Who can resist the indestructible Galanthus ‘Straffan’, the third oldest snowdrop cultivar still in existence, discovered in the later 1800s by the head gardener for Straffan House in County Kildare, Ireland, in a clump of G. plicatus brought back from the Crimean War by the owner, the fourth Baron Clarina? Or October-flowering Galanthus reginae-olgae, named in 1876 in honor of Queen Olga of Greece, the grandmother of the current Duke of Edinburgh? [In the US, we would say grandmother of Prince Philip, Queen Elizabeth’s husband.]
Even the plain old common snowdrop, Galanthus nivalis, an imminently garden-worthy plant, has been cultivated as an ornamental in England since the 16th century. There are written records. The species snowdrop, Galanthus woronowii, was collected on the eastern shores of the Black Sea and named by a Russian botanist for Russian plant collector Georg Jurii Nikolaewitch Woronow (1874-1931).
Even more modern snowdrops have name-dropping heritages. Snowdrops tells us that when noted horticulturist Alan Street of the well known English bulb house, Avon Bulbs, and the discoverer of Galanthus ‘Blewbury Tart’, gave three bulbs instead of one to quirky English gardener, Primrose Warburg (1920-1996), she “characteristically complained” and called it ‘Blewbury Muffin’. This is the same Primrose Warburg who we are told cautioned visitors navigating her treacherous garden slope to be careful, not because they might hurt themselves, but because the snowdrops were irreplaceable. Galanthus ‘Beth Chatto’ was, of course, discovered in the gardens of the internationally famous gardener and writer, Beth Chatto, OBE [Order of the British Empire].
Other cultivars have discussions of their origins so complicated as to rival the US Tax Code, something I am familiar with from my former career. Galanthus ‘S. Arnott’ is in danger of losing its name to ‘Arnott’s Seedling’, the name under which it was given the Royal Horticultural Society’s Award of Garden Merit, but a name deemed unsuitable because E.A. Bowles, “one of the most revered plantsman of all times,” later called it ‘S. Arnott’. The International Cultivar Registration Society in the Netherlands has been so advised. Galanthus nivalis ‘Viridapice’ has evidently had many imitators since it was discovered prior to 1922 near an old farmhouse in northern Holland, and confusion is rampant.

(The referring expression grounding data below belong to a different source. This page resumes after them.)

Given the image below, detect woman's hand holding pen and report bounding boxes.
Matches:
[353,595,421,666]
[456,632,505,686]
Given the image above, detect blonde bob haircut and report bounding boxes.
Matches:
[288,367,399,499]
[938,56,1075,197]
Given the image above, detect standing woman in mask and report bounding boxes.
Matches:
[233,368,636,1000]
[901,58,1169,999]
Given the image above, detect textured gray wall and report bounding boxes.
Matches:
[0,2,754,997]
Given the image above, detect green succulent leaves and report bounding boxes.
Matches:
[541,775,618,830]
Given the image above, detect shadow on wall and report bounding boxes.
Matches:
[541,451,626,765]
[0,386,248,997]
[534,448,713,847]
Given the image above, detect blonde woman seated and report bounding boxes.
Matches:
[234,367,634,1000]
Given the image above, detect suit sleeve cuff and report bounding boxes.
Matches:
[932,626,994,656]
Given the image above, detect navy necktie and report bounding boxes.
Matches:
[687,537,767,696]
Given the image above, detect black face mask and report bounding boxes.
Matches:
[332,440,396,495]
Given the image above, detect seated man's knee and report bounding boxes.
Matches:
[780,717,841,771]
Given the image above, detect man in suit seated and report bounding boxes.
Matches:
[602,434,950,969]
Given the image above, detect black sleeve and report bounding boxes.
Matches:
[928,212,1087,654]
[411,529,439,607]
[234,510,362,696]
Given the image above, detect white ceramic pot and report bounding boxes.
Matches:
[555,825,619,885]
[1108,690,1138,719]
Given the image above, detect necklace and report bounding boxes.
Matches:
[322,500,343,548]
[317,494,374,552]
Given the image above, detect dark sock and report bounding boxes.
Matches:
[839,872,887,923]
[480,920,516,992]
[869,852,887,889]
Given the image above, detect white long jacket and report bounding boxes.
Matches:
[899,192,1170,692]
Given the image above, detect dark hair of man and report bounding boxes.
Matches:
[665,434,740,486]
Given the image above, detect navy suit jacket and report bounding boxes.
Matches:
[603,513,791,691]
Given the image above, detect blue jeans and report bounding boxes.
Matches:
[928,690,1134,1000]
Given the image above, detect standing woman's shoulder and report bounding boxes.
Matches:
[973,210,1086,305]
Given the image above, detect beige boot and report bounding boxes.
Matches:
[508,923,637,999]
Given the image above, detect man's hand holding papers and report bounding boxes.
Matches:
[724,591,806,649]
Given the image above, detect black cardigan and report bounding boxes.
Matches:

Please do not think I am in any way making fun of this book. I love it, and I wish all plant genera had books this information-packed and well written dedicated to them. I list Snowdrops on my Blotanical profile as the garden book I am currently reading because I am always reading it. Rumor has it that a new edition is in the works (for an update from John Grimshaw, click here), and I will buy it. If you like snowdrops, you should own it too.
Well, based on the tales found in the snowdrop bible, what cultivars are in my future? I am intrigued by ‘Lady Beatrix Stanley’, a vigorous double, whose namesake (1877-1944) struggled to create an English garden in India when her husband was Governor of Madras. I have my eye on ‘Merlin’ with its solid green blotch, whose stock was maintained by Amy Doncaster (1894-1995), “a greatly admired, no-nonsense plantswoman” who collected my favorite plants, snowdrops, hellebores and epimediums, in her woodland garden. Finally, I would like to grow ‘Primrose Warburg’, a rare yellow snowdrop, because I think I might be just like her when I grow up.